Dopo l'avvento del ballot screen imposto dalla comunità europea e il rimescolamento di utenti sul mercato dei browser, e per difendere la popolarità di Internet Explorer, a Redmond partono all'attacco dei produttori che più impensieriscono il gigante del software. A cominciare da Google con il suo Chrome, browser che secondo Microsoft sarebbe un vero e proprio buco nero riguardo a riservatezza di dati.
Oggetto del problema sarebbe la barra degli indirizzi di Chrome, che sfrutta il meccanismo di autocompletamento di Google Suggest, generando un consistente scambio di informazioni tra il computer e i server di BigG, fornendo informazioni anche su ricerche e indirizzi che non sono stati neppure confermati con la pressione del tasto invio: persino gli errori di digitazione potrebbero diventare un dato statistico. L'autocompletamento della barra degli indirizzi di Chrome, da più parti criticato per le sue ricadute negative sulla privacy della navigazione in rete al netto delle rassicurazioni di ordinanza somministrate da Google, è per il manager Microsoft un rischio inaccettabile. Un problema, quest'ultimo, che non sarebbe neppure ristretto unicamente a Chrome. Anche Firefox nella versione 3.0 utilizza lo stesso meccanismo di autocompletamento nella casella delle ricerche (ma non nella barra degli indirizzi, in questo caso), e pertanto lo stesso tipo di informazioni viene scambiato ed eventualmente conservato a fini di studio nei database di Mountain View.
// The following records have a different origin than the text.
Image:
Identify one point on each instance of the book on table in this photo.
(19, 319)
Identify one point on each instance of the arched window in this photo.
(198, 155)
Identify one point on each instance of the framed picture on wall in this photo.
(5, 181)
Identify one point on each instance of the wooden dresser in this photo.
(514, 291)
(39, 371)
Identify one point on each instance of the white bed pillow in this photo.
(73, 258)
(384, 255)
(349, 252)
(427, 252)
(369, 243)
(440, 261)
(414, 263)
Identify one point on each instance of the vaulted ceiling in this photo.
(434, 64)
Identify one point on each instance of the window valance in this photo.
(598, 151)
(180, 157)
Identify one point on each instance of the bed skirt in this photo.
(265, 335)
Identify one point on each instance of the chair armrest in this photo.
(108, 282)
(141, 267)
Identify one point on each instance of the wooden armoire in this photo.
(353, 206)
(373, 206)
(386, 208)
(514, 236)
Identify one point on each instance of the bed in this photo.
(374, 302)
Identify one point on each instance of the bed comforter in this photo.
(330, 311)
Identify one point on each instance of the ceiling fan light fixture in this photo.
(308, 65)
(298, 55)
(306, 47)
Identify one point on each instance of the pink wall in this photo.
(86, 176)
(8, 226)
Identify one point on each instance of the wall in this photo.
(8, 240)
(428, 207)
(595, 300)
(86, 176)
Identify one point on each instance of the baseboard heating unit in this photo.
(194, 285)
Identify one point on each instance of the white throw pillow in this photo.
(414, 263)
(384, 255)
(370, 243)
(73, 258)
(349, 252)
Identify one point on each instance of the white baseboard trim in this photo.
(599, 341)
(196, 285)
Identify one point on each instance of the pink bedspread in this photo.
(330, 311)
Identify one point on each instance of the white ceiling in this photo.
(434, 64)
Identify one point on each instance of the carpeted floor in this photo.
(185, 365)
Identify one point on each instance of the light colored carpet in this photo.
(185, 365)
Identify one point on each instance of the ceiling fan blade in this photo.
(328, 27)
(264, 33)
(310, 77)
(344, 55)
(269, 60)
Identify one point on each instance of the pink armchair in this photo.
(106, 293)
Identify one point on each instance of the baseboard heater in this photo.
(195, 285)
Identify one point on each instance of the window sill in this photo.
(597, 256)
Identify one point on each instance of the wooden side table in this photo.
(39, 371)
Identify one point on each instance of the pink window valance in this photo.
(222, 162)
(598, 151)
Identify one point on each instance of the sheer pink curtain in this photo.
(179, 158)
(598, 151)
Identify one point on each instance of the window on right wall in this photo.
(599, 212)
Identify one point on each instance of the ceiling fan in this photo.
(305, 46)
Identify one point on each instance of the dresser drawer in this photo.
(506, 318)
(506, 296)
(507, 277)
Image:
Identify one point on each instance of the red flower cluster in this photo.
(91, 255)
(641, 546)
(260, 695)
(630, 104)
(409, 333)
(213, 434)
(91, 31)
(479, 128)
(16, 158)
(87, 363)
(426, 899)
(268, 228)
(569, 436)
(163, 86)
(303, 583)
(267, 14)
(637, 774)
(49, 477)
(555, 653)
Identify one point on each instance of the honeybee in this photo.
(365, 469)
Google, da parte sua, ha fatto sapere di non avere intenzione di conservare più del 2% dei dati scambiati tra il suo browser e i suoi server. Inoltre, il browser di Mountain View, può essere configurato per restituire i risultati delle ricerche in real-time provenienti anche da altri provider, quindi Bing e Yahoo! (e quindi Bing) inclusi.